This is the first blog post in a series looking at an array of issues in 2019 related to weapons use, the arms trade and security assistance, at times offering recommendations.
Rejecting responsible action
The UK’s own rules state that it cannot sell weapons to countries where there is a clear risk they might be used in serious violations of international humanitarian law. And the UK claims, repeatedly, to have one of the most rigorous control regimes in the world. Yet evidence of illegal civilian harm in the war is ongoing and growing.
So how does the UK government try to convince itself and others that its arms export policy is not in tatters? First, by batting away extensive evidence of violations of international humanitarian law, claiming it can't be sure they have happened. Despite a risk-based arms transfer control framework that is explicitly preventive in orientation, the UK government demands absolute certainty that its weapons have been misused before it will countenance a suspension – and even then, concerted action to stop weapons sales is not guaranteed. Second, by working with the Saudis to claim that if attacks on civilians have happened, they must have been a mistake. Central to this has been the Joint Incidents Assessment Team (JIAT) – headed by a Bahraini military lawyer who oversaw national security trials of over 300 pro-democracy protestors in 2011. The JIAT has investigated only a small proportion of alleged incidents, and its methodology, sources and case selection criteria remain unclear. Its conclusions have taken the form of blanket denial; admission of limited, accidental civilian harm; and most frequently, a defence of air strikes that it says were carried out in line with IHL. All of these responses are contested by NGOs tracking civilian harm in the war. And third, that any past misuse of weapons doesn’t necessarily mean future misuse is likely. In the judicial review of export policy, a senior civil servant’s evidence stated that “Past behaviour is a helpful indicator of attitude towards IHL and towards future behaviour, but it is not necessarily determinative”. It is difficult to imagine civil servants or High Court judges articulating such a position if they were working in counter-terrorism policy, an issue area that operates on the basis of suspicion, intuition and an absence of evidence.
In these three ways, according to the UK government, while there may be a risk of weapons being misused in Yemen, that risk is not clear.
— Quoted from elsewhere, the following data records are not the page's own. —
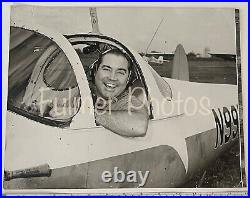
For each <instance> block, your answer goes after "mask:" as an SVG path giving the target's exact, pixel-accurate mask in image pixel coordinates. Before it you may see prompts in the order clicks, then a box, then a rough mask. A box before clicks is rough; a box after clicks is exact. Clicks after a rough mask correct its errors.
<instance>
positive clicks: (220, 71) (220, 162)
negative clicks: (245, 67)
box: [149, 57, 245, 188]
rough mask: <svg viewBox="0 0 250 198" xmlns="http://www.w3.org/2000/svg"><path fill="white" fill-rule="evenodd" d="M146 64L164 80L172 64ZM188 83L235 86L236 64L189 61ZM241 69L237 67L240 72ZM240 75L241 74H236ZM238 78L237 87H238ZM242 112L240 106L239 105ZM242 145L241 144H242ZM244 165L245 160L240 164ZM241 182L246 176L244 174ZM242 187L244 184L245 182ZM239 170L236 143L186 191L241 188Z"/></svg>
mask: <svg viewBox="0 0 250 198" xmlns="http://www.w3.org/2000/svg"><path fill="white" fill-rule="evenodd" d="M149 64H150V65H151V66H152V67H153V68H154V69H155V70H156V71H157V72H158V74H159V75H161V76H163V77H168V78H170V77H171V73H172V64H173V61H172V60H170V61H169V62H164V63H163V64H158V63H153V62H149ZM188 64H189V72H190V73H189V74H190V81H192V82H200V83H218V84H234V85H237V71H236V62H235V61H229V60H223V59H220V58H195V57H192V58H188ZM238 70H240V67H239V69H238ZM239 76H241V75H240V72H239ZM240 80H241V79H239V87H240V86H241V81H240ZM241 100H242V93H241V88H239V104H242V101H241ZM240 109H241V110H242V107H241V106H240ZM241 110H240V120H241V121H242V111H241ZM240 130H241V132H240V133H241V138H240V139H241V142H243V131H242V122H241V129H240ZM241 146H243V144H242V145H241ZM242 163H244V160H243V162H242ZM243 180H244V181H245V176H244V174H243ZM244 184H245V182H244ZM241 185H242V184H241V168H240V145H239V144H237V143H236V144H235V145H234V146H233V147H232V148H231V149H230V150H229V151H227V152H225V153H224V154H223V155H222V156H221V157H219V158H218V159H217V160H216V162H214V163H213V164H212V165H211V164H210V165H208V168H207V169H206V173H204V171H199V173H198V174H197V175H196V177H194V178H193V179H192V180H190V181H189V182H188V183H186V184H185V185H184V186H183V187H186V188H195V187H201V188H232V187H236V188H237V187H241Z"/></svg>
The upshot is an exponential rise in arms sales since the war started, to the point where Saudi Arabia now accounts for almost half of UK arms exports.
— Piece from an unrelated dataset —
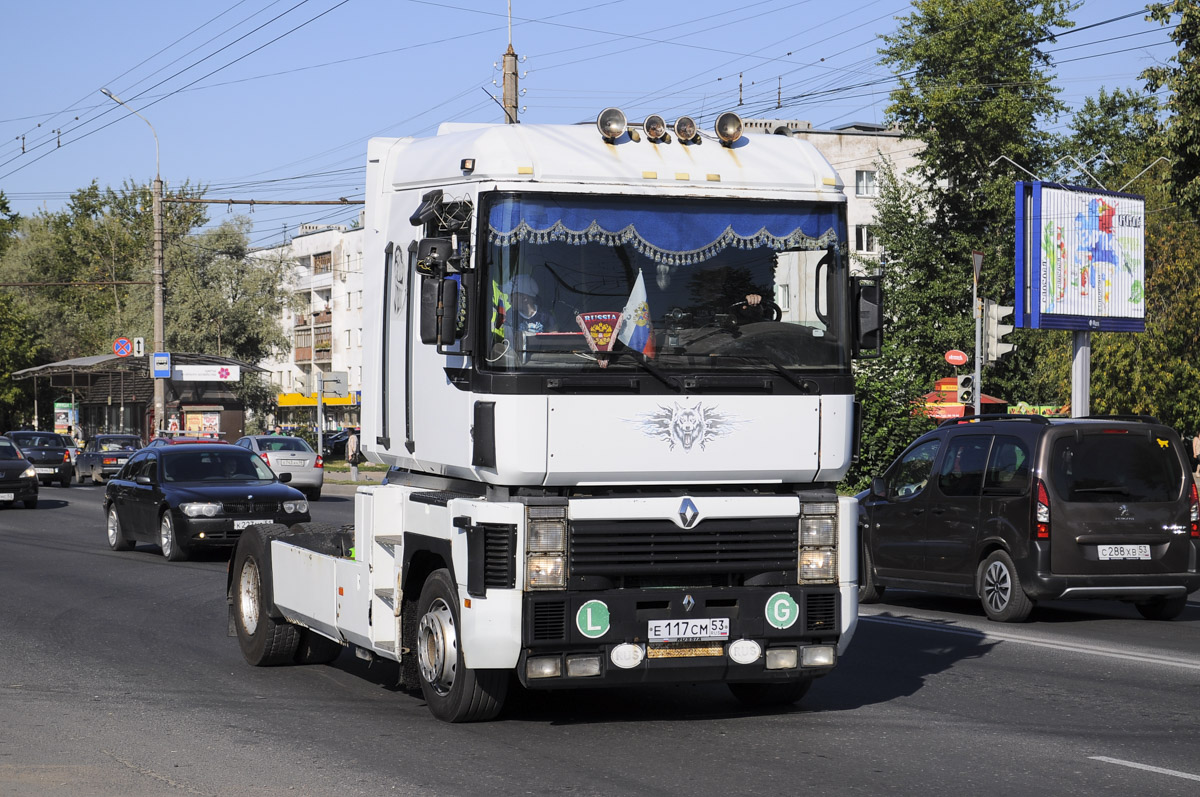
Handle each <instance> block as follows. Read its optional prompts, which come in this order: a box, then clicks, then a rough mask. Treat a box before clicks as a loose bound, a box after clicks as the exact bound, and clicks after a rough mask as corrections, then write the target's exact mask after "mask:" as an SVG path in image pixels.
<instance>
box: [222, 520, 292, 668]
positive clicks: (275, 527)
mask: <svg viewBox="0 0 1200 797" xmlns="http://www.w3.org/2000/svg"><path fill="white" fill-rule="evenodd" d="M271 528H276V529H277V528H280V527H277V526H252V527H250V528H247V529H246V531H245V533H242V535H241V539H240V540H238V550H236V552H235V553H234V559H233V583H232V585H230V588H229V593H230V598H232V599H233V613H234V627H235V629H236V631H238V643H239V645H240V646H241V654H242V657H245V659H246V661H248V663H250V664H252V665H254V666H256V667H263V666H270V665H275V664H290V663H292V660H293V657H294V655H295V653H296V648H298V647H299V643H300V628H299V627H296V625H293V624H292V623H289V622H287V621H283V619H280V621H277V619H275V618H272V617H271V616H270V615H271V610H272V605H274V599H272V597H271V541H270V538H269V537H268V534H266V532H268V529H271Z"/></svg>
Nonetheless, there may be glimmers of hope for an end to the war in Yemen. The murder of Jamal Khashoggi has generated a crisis in US and UK policy that four years of war have failed to do. While his murder has little to do directly with arms sales, and it is dispiriting that four years of evidence of the misuse of weapons has failed to register in US and UK policy, it has shone a spotlight on the war in Yemen. Pre-talk consultations in Sweden between representatives of the government of Yemen and the Houthis ended on 13th December with an agreement that included a ceasefire in Hodeidah, steps to address the situation in Taiz, and prisoner exchanges. These are tentative, fragile steps that would mitigate civilian harm if adhered to, but still need considerable political effort to translate into an end to the war.
The US Senate has passed two resolutions to halt US involvement in the war and curtail its support for Saudi Arabia – a significant development. The US government has called for ceasefire – which sounds positive but may also be a move to block more radical action from Congress. In the UK, FCO Minister for the Middle East Alistair Burt appeared not to know the US was going to make that call. The UK is making increased efforts to address the humanitarian effects of its own support for the coalition by introducing a draft UN Security Council resolution – but this has been blocked by the US. Domestically, a former defence attaché to Riyadh spoke out about UK complicity through its arms sales in October 2018 – the first acknowledgement of the recklessness of UK policy from the military establishment. And a judicial review of UK policy is ongoing: the High Court found in favour of the government in July 2017, but Campaign Against Arms Trade has been granted an appeal, which will be heard in April 2019.
These moves illustrate the ways that the UK government has been forced to expend greater energy in justifying its position, working with the Saudi-led coalition to engage in legitimation work, and devote greater resources to the aid response. Looking forward to 2019, the major milestone for British policy on the horizon is the judicial review appeal. Will the Court of Appeal show greater independence from the government than the High Court? What new justifications will the government roll out? Watch this space.
Anna Stavrianakis is a Senior Lecturer in International Relations at the University of Sussex.